答申は「同和問題は人類普遍の原理である人間の自由と平等に関する問題であり、日本国憲法によって保障された基本的人権にかかわる課題である」として、「その早急な解決こそ国の責務であり、同時に国民的課題である」と明記している。しかし、今日でもなお、差別身元調査事件や土地差別調査事件、インターネット上での差別情報の氾濫など、部落差別の実態が解消したとはいえない。
差別があるかぎり同和行政・人権行政の推進を求めていくのは当然である。また、「特別措置法」時代33年間では、地区の環境改善事業を中心に一定の成果をあげてきたが、残された課題をふくめて総括をすすめ、その解決の方策も模索していくことが重要である。そのためにも行政交渉の強化に向けて、中央執行部と都府県連が連携を深め、統一的な行動にとりくむことも具体化させていきたい。さらに、人権侵害救済制度の確立も急務の課題だ。中央集会-政府交渉の定期的効果的なとりくみと各都府県実行委員会の活動をつなげ、政府に法制定を迫ろう。
差別糾弾闘争のとりくみでも、事件の背景、原因を丁寧に分析し、再発防止策など社会変革につながる闘いをすすめていく必要がある。この間、戸籍等個人情報大量不正取得事件では、本人通知制度の導入を全国的にすすめてきたが、すでに530以上の自治体で制度が導入されている。このように、部落解放運動の闘いは、人権問題の解決に向けた具体的な制度・政策の実現をかちとってきた。この間、国連人権条約機関からも厳しい内容の勧告が出され、社会問題化しているヘイトスピーチ規制法などについても、「差別禁止法」の論議と合わせて論議していこう。
さらに狭山再審闘争では、第21回3者協議で東京高検は、これまで拒否してきた「証拠物リスト」を弁護団に開示したことが明らかになった。3者協議では、これまで164点の証拠開示がかちとられ、139点の新証拠を提出している。今回の証拠物リストでも40点以上の未開示証拠があり、これらの開示を求めていかなければならない。狭山の闘いは、再審実現に向けて大きく前進している。弁護団の活動を支え、石川一雄さん、早智子さんの高裁前アピール行動など、各地の住民の会のとりくみと合わせて、狭山再審実現を訴え、石川無実の世論を大きく盛りあげていこう。
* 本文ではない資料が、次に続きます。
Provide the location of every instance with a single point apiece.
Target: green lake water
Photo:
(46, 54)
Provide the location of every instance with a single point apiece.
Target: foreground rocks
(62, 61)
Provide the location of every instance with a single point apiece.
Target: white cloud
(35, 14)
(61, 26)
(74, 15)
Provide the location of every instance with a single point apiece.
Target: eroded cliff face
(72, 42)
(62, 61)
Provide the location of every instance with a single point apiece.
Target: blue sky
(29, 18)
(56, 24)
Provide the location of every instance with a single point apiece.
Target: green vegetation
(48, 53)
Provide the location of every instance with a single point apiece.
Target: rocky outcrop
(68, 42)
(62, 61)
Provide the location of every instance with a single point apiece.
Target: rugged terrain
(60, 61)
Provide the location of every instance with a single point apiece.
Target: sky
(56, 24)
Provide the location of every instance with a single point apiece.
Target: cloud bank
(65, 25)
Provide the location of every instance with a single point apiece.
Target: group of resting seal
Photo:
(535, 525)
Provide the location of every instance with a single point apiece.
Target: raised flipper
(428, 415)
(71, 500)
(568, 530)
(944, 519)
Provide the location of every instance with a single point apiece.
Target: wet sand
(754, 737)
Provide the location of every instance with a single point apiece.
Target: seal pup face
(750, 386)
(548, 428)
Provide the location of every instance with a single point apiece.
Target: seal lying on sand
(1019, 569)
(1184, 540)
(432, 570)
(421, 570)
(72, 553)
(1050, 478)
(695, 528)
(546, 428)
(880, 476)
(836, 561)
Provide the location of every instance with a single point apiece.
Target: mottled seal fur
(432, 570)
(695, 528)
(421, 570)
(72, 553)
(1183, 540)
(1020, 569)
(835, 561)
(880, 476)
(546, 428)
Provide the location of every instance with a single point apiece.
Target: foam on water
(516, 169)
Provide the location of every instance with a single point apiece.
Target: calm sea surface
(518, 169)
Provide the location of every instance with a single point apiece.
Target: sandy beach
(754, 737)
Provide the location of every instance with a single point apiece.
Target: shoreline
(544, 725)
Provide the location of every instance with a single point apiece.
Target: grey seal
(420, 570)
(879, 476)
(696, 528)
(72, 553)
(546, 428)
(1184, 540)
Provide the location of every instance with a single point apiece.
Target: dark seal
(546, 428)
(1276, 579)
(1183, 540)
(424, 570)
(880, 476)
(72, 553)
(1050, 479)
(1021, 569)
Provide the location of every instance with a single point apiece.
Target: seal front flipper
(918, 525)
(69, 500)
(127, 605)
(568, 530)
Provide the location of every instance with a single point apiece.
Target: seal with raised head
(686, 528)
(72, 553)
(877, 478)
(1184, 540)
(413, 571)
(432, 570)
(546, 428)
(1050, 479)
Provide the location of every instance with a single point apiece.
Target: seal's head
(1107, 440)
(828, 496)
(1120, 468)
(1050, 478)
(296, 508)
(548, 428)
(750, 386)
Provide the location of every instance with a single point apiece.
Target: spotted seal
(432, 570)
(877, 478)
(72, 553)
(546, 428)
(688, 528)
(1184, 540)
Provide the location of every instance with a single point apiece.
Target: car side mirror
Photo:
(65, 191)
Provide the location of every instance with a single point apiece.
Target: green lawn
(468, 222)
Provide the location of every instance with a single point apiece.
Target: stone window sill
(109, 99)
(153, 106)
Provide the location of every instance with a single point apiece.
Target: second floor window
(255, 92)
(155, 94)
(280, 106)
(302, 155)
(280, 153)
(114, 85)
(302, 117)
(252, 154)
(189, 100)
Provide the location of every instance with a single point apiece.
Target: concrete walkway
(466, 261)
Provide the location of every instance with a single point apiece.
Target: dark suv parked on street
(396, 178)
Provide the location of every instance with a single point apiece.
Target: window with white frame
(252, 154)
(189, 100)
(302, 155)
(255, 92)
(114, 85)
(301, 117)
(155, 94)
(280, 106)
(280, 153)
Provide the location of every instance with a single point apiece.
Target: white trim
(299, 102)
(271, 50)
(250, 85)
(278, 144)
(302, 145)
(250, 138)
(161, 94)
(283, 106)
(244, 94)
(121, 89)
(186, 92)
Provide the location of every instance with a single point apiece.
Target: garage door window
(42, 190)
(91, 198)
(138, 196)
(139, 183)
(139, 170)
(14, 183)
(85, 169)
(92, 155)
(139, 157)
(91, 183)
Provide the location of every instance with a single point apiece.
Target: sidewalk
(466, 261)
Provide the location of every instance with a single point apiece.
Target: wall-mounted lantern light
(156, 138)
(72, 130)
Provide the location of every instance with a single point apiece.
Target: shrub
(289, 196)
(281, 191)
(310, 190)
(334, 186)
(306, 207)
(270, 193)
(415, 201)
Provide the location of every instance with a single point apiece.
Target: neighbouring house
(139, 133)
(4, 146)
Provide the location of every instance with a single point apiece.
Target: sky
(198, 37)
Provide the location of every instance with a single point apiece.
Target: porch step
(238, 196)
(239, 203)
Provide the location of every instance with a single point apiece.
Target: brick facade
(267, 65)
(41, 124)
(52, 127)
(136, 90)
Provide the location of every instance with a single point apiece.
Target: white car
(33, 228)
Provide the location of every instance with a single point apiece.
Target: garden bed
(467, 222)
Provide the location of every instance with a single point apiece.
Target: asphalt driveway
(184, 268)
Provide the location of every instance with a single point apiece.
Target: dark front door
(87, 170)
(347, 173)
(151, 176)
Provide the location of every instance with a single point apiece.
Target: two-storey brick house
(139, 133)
こうしたわれわれの闘いの原点は、「全国水平社創立宣言」の精神である。まさに部落民白身によるみずからの解放宣言であり、人権宣言である。これまでユネスコ世界記憶遺産登録を方針化してとりくんできたが、本年9月の国内選考に向けて、全国で登録に向けた活動を盛りあげていきたい。
こうした基本課題について、全国大会での論議で、方針案をより豊富化しよう。運動方針は、これからの闘いの指針である。全国の代議員は、地域での実践をふまえ、次代を担う人材育成と、運動と組織の改革に向けて、みずからが運動の展望を切り拓く想いを重ねながら、厳しく建設的な意見を活発に出し合い、全国大会を成功させよう。